Your First Year Living with Apartment Roommates
Alright, so—moving out to an apartment is a big deal. It’s likely you’re first time living away from home, and you have a ton of expectations of what it’s like. You (or, let’s be honest, your parents) have signed a one-year lease to live in a room in your apartment. You spend the summer months packing up all your belongings and buying new housing things anticipating what your apartment life will be like given what you’ve read and heard and seen. For the big living items and decorations, it’s good to coordinate not to double up on the same items since space is limited.
The format is different depending on your circumstances, but you will probably live in a flat with other rooms and share a kitchen with your apartment mates, or perhaps even share a single room with apartment roommates. Saving space wherever possible will be key. You are likely told their names by the house managers, and you can probably find each other on Facebook. It’s not a bad idea to introduce yourself and share your excitement about starting apartment and sharing apartments, and eventually getting to the practical stuff, like what everyone is planning to bring. They might end up being your best friend, or there may end up being conflict.
Stay relaxed and open to new things
It is advised that you are open-minded and relaxed, because tensions can build easily. If you think one or more of your roommates is already setting demands that you don’t think reasonable, red flags should be going up. Recognize these cases BEFORE moving-in. Contact your apartment management and request re-assignment as early as possible, stating practical reasons. They probably receive many of these requests and are not conducive to reassigning working professionals unless they think it will prevent more work for them in the future if you and your flat mate ended up in an unlivable situation. They are understanding and probably don’t want you to be miserable, but they also are unable to whimsically cater to your convenience.
Get to know people around you
But, most likely, you will touch base with your apartment mates and find everyone agreeable and excited for apartment. Share your interests and expectations, and get to know each other. Your first year apartment mates will be critical to your freshman year experience. Do they envision themselves partying? In the apartment? Are they super studious, already planning their post-graduation careers? Nothing is wrong with having different opinions on any of the above—but it is important to communicate. Do yourselves a favor and give each other a sense of what to expect. It is non-trivial to both move away from your family and move directly beside people you’ve hardly spent time with. As a corollary, know that freshman year is a time when new habits are formed—what you think you will be like may be radically different from what you are like in the months to come. Know the same applies to your apartment mates! Hopefully you all can find a way to spend time together beyond occupying adjacent living quarters and embrace similar hobbies, habits, and routines.

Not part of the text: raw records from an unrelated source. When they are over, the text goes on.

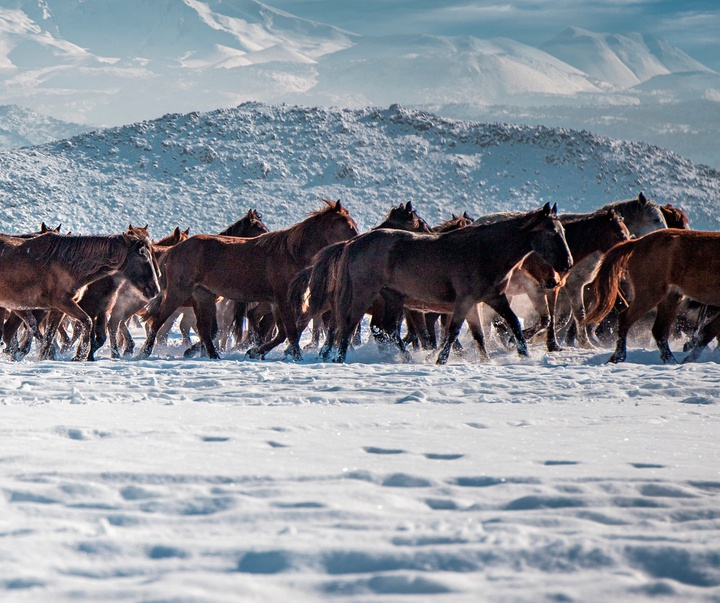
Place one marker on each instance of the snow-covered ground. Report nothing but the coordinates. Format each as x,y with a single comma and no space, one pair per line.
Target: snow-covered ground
556,478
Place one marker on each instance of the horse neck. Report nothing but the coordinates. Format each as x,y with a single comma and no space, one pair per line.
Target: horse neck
583,235
508,241
305,239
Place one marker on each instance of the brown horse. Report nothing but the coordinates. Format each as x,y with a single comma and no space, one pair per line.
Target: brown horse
48,271
422,326
449,272
675,217
661,267
587,235
206,267
311,291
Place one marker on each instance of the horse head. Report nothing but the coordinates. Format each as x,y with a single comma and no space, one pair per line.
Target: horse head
335,224
615,230
547,238
675,217
404,217
140,266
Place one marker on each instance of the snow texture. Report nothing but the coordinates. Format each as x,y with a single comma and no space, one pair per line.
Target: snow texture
556,478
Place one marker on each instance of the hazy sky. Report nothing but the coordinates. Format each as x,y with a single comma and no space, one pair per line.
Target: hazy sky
691,25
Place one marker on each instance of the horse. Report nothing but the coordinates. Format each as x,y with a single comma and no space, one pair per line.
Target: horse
127,300
588,236
661,267
675,217
449,272
312,289
48,272
421,326
206,267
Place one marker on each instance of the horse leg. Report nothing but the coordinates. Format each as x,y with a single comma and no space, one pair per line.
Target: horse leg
52,323
474,320
501,305
462,309
551,338
10,340
206,319
710,329
187,325
666,313
261,350
170,302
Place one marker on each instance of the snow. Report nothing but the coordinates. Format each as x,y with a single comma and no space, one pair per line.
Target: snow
556,478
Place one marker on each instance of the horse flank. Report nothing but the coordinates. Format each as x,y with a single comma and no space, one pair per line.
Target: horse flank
606,280
81,256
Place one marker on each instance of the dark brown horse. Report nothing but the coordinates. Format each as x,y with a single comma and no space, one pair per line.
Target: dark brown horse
48,271
661,267
206,267
587,235
422,326
675,217
312,289
449,272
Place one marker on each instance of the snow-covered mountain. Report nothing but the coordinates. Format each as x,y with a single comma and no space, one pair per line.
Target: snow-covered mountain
203,170
119,62
621,60
20,127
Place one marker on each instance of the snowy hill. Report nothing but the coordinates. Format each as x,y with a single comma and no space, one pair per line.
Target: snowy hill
433,69
121,62
21,127
621,60
203,170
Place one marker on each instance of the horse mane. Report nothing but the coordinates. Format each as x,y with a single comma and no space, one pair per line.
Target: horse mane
675,217
293,239
235,228
80,255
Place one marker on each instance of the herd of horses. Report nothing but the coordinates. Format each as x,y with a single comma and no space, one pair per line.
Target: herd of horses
591,275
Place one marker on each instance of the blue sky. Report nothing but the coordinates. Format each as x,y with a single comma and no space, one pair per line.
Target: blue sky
691,25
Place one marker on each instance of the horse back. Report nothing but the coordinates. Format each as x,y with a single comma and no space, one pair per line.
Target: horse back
228,266
685,259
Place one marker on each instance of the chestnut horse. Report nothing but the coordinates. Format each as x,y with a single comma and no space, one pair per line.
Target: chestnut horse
448,272
206,267
311,291
587,235
661,267
48,272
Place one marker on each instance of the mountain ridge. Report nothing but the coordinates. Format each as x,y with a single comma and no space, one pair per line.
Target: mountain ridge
204,170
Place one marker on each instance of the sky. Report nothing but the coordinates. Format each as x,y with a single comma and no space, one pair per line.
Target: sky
691,25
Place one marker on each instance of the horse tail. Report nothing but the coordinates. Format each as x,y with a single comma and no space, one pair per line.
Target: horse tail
298,291
343,290
152,308
323,278
606,283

Be ready to help and meet others on move in day
It’s finally the big day: move-in. You have all your stuff packed in the car. You pull up to campus, kiss mom and dad goodbye, and join all the other freshman entering their apartments for the first time. You pick up your key and head to the apartment number you’ve been assigned.
Walk in—greet your apartment mates on your floor, and especially get to know your apartment roommates. Help each other unpack. Gauge the mood—if you all are excited to go out and about campus, do it! There are usually tons of events around this time, and use them to get more familiar with each other. Go out as a crew the first night. Meet people in neighboring apartments and engage in activities together.
At some point, probably within the first few days, when there is some downtime, make sure to take the time to get the practical things in–talk about what should go where in common areas, and get a sense of the responsibilities like taking out the trash, cleaning, and buying supplies and food for the house. Don’t let it hamper your introductory experiences, but make sure communication of responsibilities are clear before work life start. Because, once they do, there will be plenty of things to do and not enough time to get to all of them—so make sure to use this time while you have it.
In sum, there is definitely a lot of uncertainty in moving in with people you have hardly spent time with. Focus on communicating your expectations of each other from the get-go, and stay positive and open-minded—these early and formative years of apartment are experiences you will remember for the rest of your life! And, as the Irish say, a stranger is just a friend you haven’t met yet.